Speaking of tracking the citizenry, I must engage in a brief moment of shameless self-promotion to explain why so many folks seem to be forwarding me a news report by staff writer Suzanne Smalley in the Jan. 6 Boston Globe.

Readers of my 2005 novel “The Black Arrow” will recall that, on page 79, young Jack Brackley, the mayor’s nephew, is being introduced to his new duties in the headquarters of Gotham City’s Homeland Security headquarters, monitoring the city’s SonicNet. ...

“The job of the monitors seemed simple enough when it was explained to the visiting schoolkids, though of course there was a lot more nuance to doing the job -- spotting a bogey quickly enough to save someone’s life -- than might be apparent at first glance.

“Whenever a firearm was discharged -- or any substantial chemical explosion occurred -- almost anywhere in the city, the sensitive combination of sonic sensors and chemical sniffers which now covered the city in an intricate gridwork started a red flasher on Biff’s screen -- or the screen of one of the 77 other monitors who could conceivably be on duty at peak hours.

“The operator could then toggle through any of the streetcorner video cameras in range, looking for an image that would show what was going on.

“Meantime, the automated computers quickly went to work, cross-indexing that event against the mission plans filed by police agencies staging SWAT raids at that time, along with the occasional legitimate blasting operations to dig trenching for new water mains and so forth. ...”

But that was only a piece of near-future science fiction, of course -- purposely designed to be sillier than anything the real-life Police State was likely to try, anytime soon. Nothing like that could ever really --

Oh dear.
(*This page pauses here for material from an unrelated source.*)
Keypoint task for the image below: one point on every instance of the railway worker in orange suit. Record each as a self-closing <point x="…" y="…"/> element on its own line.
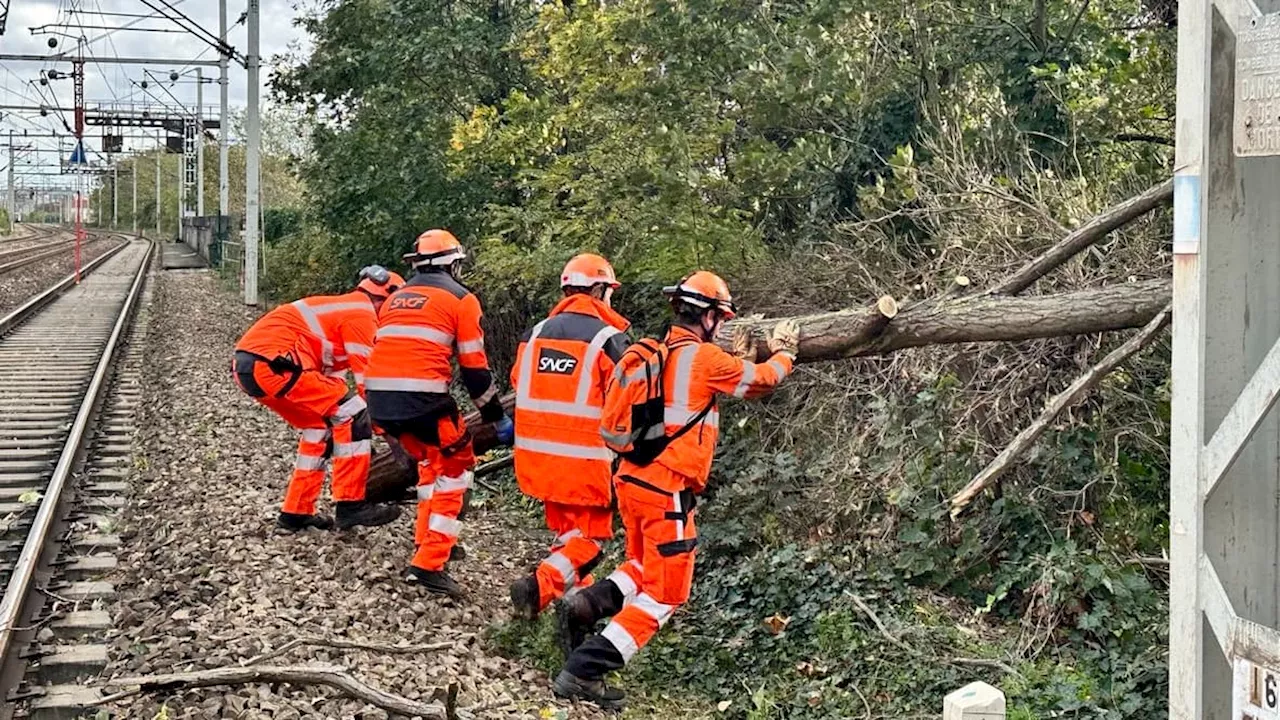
<point x="408" y="379"/>
<point x="295" y="360"/>
<point x="657" y="500"/>
<point x="561" y="369"/>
Less than two years later, welcome to the world of us political satirists who Just Can’t Seem to Keep Ahead of Them.

The Boston daily reported last week:

“Boston city councilors, law enforcement officials, and community leaders are pressing City Hall to come up with $1.5 million to buy a promising acoustic gunshot-detection system.
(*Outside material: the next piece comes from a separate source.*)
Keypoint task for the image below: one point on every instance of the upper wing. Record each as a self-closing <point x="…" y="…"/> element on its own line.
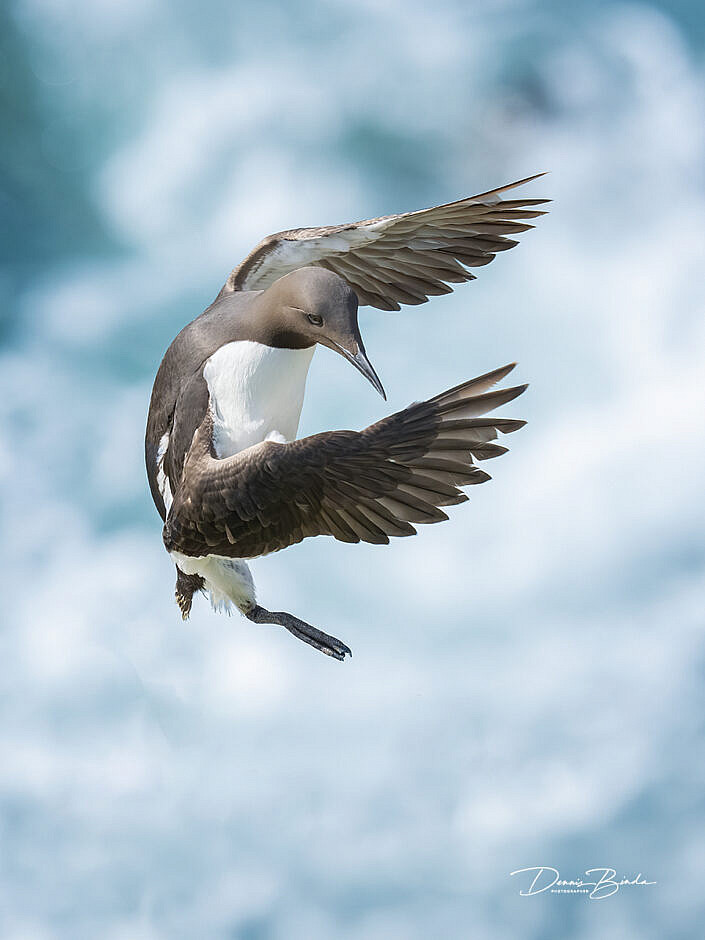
<point x="396" y="259"/>
<point x="356" y="486"/>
“The sensor system could blanket a 5.6-square-mile swath of the city’s most dangerous neighborhoods -- the source of 80 to 85 percent of calls citywide reporting shots fired -- and give officers a jump on arresting suspects, improve police response time to 911 calls, and possibly reduce firearm violence, proponents say.

“Suffolk District Attorney Daniel F. Conley said he believes the technology would help prosecutors win more gun cases and would require a “relatively modest investment,” given the city’s $2 billion annual budget, the Globe reports.
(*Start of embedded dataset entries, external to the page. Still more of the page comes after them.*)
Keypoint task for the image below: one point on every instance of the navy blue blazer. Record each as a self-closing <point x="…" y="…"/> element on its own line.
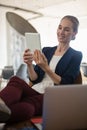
<point x="68" y="67"/>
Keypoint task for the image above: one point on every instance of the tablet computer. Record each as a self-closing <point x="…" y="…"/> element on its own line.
<point x="33" y="41"/>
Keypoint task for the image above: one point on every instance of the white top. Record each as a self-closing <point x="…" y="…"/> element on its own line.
<point x="47" y="81"/>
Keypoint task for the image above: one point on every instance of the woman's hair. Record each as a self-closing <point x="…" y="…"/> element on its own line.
<point x="74" y="20"/>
“Police would be able to get the scene quickly and perhaps apprehend someone fleeing the scene, or identify someone who actually saw something,” Conley said in an interview yesterday. “It would also corroborate witness testimony.”

“The system relies on a network of sensors, roughly the size of a coffee can, that by triangulating can locate gunfire from as far as 1 1/2 miles away within seconds, according to its manufacturer, ShotSpotter Inc., based in Santa Clara, Calif. It is so sensitive and sophisticated that it can isolate gunshots from other sounds, and can even distinguish between shots fired from different kinds of weapons, the company says.”

I can’t really comment, having no technical expertise in such matters. But since life seems to have been imitating art -- or at least a shameless potboiler -- up to this point, one does wonder if the Boston city fathers have bothered to turn to page 80 of “The Black Arrow,” where Jack Brackley proceeds to explain:

“Needless to say, this didn’t always work, and the biggest open secret around here was that the techs were continually mounting new screening software so they wouldn’t keep sending out so many units to arrest some poor nudge with a jackhammer which the SonicNet insisted was a terrorist with a 30-caliber machine gun.”